One of the traditional challenges of the sports memorabilia market is ensuring that a given asset is authentic. Counterfeit goods are one of the obvious problems with any such asset class, and one that applies not only to sports collectibles, but also to wine, luxury goods, antiques, and jewelry. Each time an item is put up for sale or changes hands, the authentication process is a critical and sometimes time-consuming aspect of the process.
In general, authentication requires not only that the object be originally established as authentic, but also that its provenance be traced through each set of hands that has controlled it. In the traditional world, this can be very difficult to do, as there are many gaps in an asset’s ownership path, and authenticity must be repeatedly established.
At the same time, the purely digital world can have authenticity issues of a different type. Digital markets often allow any arbitrary entity to enter the market, register, and create and distribute digital assets as art. There is no practical effort made to preserve the integrity or verify the authenticity of a branded offering or an asset’s provenance. But this doesn’t have to be the case. Digital technology provides an immutable and reliable chain of ownership that can be used to verify the authenticity of an item as long as it has been authenticated as some prior point.
When creating asset-backed NFTs for sports collectibles, the minting party can create an NFT that documents and stores a unique “fingerprint” or set of identifying details that can’t be changed or falsified. By creating a detailed digital record of every detail of size, shape, defects, blemishes, angles, and other identifying aspects, the owner of an asset can make a counterfeit-resistant online asset that assures the identity and provenance of the associated physical item. And that record is then stored on a digital blockchain that ensures it can’t be tampered with. So once a piece of important memorabilia has been inspected and verified as authentic, the NFT ensures that its provenance remains unassailable, while the asset stays safely stored in a vault.

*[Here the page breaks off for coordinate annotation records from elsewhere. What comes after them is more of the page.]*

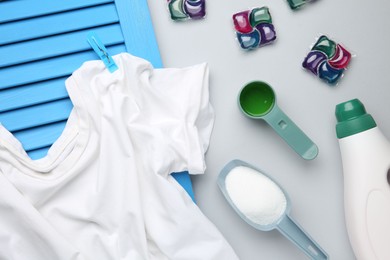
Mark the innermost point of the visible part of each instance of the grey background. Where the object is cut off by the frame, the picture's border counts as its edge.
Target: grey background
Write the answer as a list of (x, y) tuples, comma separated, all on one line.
[(315, 187)]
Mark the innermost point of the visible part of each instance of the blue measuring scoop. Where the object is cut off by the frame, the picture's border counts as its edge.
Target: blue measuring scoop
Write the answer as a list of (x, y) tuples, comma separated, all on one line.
[(239, 192)]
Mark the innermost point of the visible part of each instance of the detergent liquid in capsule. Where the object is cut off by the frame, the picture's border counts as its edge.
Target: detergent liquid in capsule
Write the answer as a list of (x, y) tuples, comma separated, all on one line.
[(365, 153)]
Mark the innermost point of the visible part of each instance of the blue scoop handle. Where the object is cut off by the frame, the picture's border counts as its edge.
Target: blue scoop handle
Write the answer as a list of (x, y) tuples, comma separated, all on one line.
[(294, 233), (291, 133)]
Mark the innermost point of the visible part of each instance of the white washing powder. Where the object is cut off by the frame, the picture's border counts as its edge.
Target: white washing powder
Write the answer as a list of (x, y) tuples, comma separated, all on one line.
[(255, 195)]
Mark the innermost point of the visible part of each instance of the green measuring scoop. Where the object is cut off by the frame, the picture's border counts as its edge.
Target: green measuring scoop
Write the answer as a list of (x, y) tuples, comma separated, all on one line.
[(257, 100)]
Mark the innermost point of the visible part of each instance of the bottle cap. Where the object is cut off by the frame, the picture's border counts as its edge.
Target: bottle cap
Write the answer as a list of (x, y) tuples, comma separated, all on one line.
[(352, 118)]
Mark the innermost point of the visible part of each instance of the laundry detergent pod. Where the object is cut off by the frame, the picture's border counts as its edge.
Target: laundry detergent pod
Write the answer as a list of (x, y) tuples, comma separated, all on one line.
[(254, 28), (328, 60), (187, 9)]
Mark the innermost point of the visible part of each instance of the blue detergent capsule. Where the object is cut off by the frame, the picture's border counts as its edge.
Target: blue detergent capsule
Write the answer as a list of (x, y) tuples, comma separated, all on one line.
[(249, 40), (328, 73)]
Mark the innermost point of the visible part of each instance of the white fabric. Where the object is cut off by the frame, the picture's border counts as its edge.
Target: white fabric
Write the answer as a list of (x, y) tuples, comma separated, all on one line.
[(105, 191)]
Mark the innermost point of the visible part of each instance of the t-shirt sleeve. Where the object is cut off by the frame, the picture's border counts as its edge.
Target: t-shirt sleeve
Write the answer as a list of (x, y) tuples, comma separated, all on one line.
[(178, 118)]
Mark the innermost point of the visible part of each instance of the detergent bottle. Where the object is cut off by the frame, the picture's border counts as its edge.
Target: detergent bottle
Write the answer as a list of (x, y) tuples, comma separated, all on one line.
[(365, 153)]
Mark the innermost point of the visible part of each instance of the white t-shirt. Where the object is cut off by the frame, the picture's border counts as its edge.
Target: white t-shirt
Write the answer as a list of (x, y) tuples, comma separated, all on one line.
[(104, 191)]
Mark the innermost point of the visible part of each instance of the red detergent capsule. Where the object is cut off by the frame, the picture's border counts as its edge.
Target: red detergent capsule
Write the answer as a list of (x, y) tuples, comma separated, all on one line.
[(241, 22), (341, 58)]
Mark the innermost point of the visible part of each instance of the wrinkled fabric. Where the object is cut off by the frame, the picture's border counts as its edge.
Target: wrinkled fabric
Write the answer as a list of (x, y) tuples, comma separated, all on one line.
[(104, 191)]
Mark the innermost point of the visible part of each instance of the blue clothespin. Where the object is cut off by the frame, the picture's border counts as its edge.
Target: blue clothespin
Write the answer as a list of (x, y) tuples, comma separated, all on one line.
[(101, 50)]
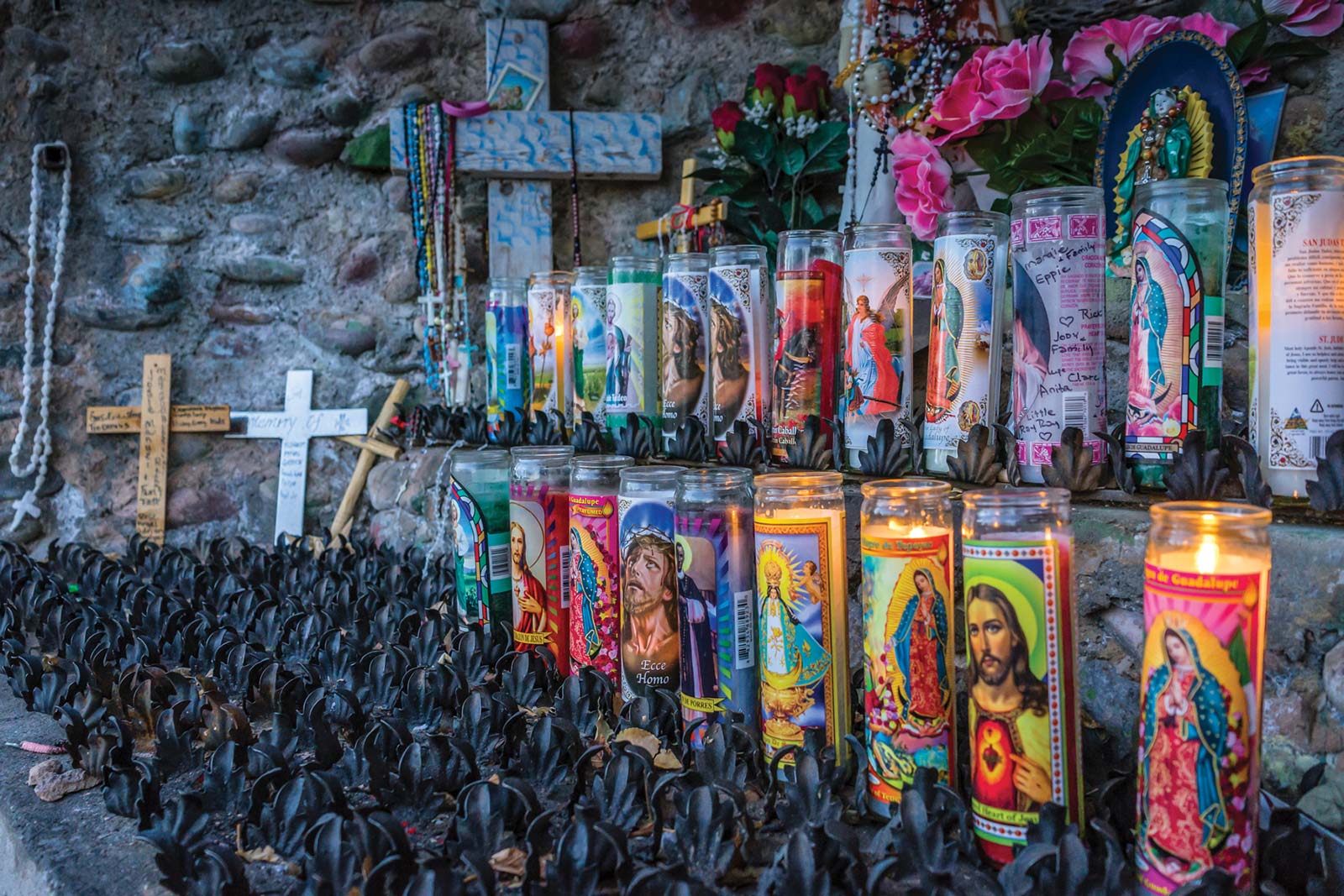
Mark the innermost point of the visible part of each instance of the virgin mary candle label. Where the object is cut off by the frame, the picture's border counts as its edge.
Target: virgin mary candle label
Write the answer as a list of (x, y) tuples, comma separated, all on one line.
[(960, 333), (907, 640), (1304, 320), (1200, 732), (1059, 333), (1021, 701)]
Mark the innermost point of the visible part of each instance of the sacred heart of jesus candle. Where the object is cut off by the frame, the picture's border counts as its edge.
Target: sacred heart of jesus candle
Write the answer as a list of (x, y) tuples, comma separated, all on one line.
[(801, 605), (651, 627), (1206, 590), (907, 616), (596, 564), (716, 571), (806, 336), (539, 548), (1059, 322), (1023, 721)]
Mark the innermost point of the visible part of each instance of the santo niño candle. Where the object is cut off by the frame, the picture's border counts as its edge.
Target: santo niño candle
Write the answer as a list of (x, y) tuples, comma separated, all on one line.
[(907, 616), (1206, 590)]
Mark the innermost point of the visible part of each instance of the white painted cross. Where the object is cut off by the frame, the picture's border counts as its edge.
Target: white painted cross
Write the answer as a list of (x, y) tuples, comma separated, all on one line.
[(293, 426), (535, 145)]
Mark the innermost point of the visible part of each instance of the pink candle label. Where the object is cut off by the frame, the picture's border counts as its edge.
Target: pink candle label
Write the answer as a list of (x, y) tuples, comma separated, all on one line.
[(1021, 673), (595, 580), (1200, 732), (909, 669)]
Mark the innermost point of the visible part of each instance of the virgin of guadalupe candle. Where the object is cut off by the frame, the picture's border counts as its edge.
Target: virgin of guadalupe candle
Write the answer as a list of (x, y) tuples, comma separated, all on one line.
[(539, 550), (596, 564), (480, 513), (1021, 669), (685, 355), (907, 614), (1206, 590), (1176, 320), (878, 342), (588, 308), (801, 584), (651, 629), (806, 336), (716, 570), (550, 342), (1296, 315), (507, 335), (965, 329), (633, 295), (1059, 322), (739, 336)]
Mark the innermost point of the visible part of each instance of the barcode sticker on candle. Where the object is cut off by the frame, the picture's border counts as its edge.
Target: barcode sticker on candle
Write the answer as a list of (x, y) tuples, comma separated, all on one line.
[(743, 629)]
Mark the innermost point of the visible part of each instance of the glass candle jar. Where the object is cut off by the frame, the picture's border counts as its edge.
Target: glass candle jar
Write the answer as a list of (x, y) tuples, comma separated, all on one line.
[(539, 548), (1206, 590), (551, 342), (1021, 671), (1058, 322), (588, 313), (506, 343), (596, 563), (965, 331), (632, 338), (806, 338), (716, 563), (907, 642), (683, 359), (741, 320), (651, 629), (879, 349), (480, 516), (801, 604), (1179, 249), (1296, 312)]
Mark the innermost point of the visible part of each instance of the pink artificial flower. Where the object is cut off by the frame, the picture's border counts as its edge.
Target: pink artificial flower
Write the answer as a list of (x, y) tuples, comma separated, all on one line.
[(924, 181), (996, 83), (1307, 18)]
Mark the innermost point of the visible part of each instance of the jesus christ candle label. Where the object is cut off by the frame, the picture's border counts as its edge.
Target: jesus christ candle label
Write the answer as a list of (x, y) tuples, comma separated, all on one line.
[(878, 349), (1059, 335), (1023, 715), (1200, 739), (907, 640)]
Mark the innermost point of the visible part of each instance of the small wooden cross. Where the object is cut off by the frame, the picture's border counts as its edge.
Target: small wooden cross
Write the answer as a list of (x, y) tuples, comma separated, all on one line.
[(154, 419), (293, 426), (683, 223)]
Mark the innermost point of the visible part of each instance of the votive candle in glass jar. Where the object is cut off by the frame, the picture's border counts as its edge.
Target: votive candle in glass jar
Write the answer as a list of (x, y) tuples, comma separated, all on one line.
[(588, 313), (507, 338), (1021, 663), (1296, 312), (806, 336), (551, 342), (801, 604), (539, 548), (879, 349), (716, 566), (596, 564), (1058, 322), (907, 642), (1179, 250), (741, 322), (1206, 590), (965, 331), (633, 291), (480, 516), (651, 629)]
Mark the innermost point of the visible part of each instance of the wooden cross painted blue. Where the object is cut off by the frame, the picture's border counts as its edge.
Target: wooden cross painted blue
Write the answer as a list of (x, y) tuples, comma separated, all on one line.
[(522, 150)]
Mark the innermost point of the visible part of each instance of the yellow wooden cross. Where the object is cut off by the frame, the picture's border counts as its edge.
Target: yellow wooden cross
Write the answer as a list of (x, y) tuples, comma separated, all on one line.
[(154, 419)]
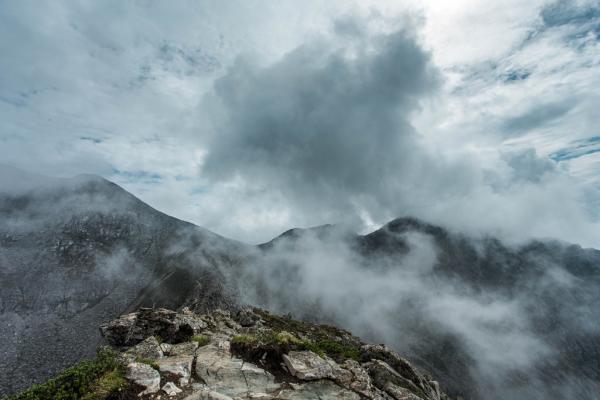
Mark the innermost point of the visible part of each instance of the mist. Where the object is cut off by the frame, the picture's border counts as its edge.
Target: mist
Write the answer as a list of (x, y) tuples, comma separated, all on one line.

Though the sports collectible market hasn’t changed very much over the past few decades, the arrival of digital asset classes, and in particular NFTs, is about to make a huge imprint on the category. By associating physical collectibles with digital assets in the form of asset-backed NFTs, sellers and collectors will be able to unlock a huge variety of benefits from the digital world while retaining the inflation-resistance, stability, and excitement of the original collectible. Meanwhile, eager crypto and digital finance investors can enter the market of physical goods, and enjoy all of the associated upside of authenticated physical holdings, while still operating in a digital-first decentralized environment that offers its participants a whole world of digital experiences, enhanced features, and fascinating history. Sports collectibles themselves may be artifacts from the past, but asset-backed NFTs are the category’s future.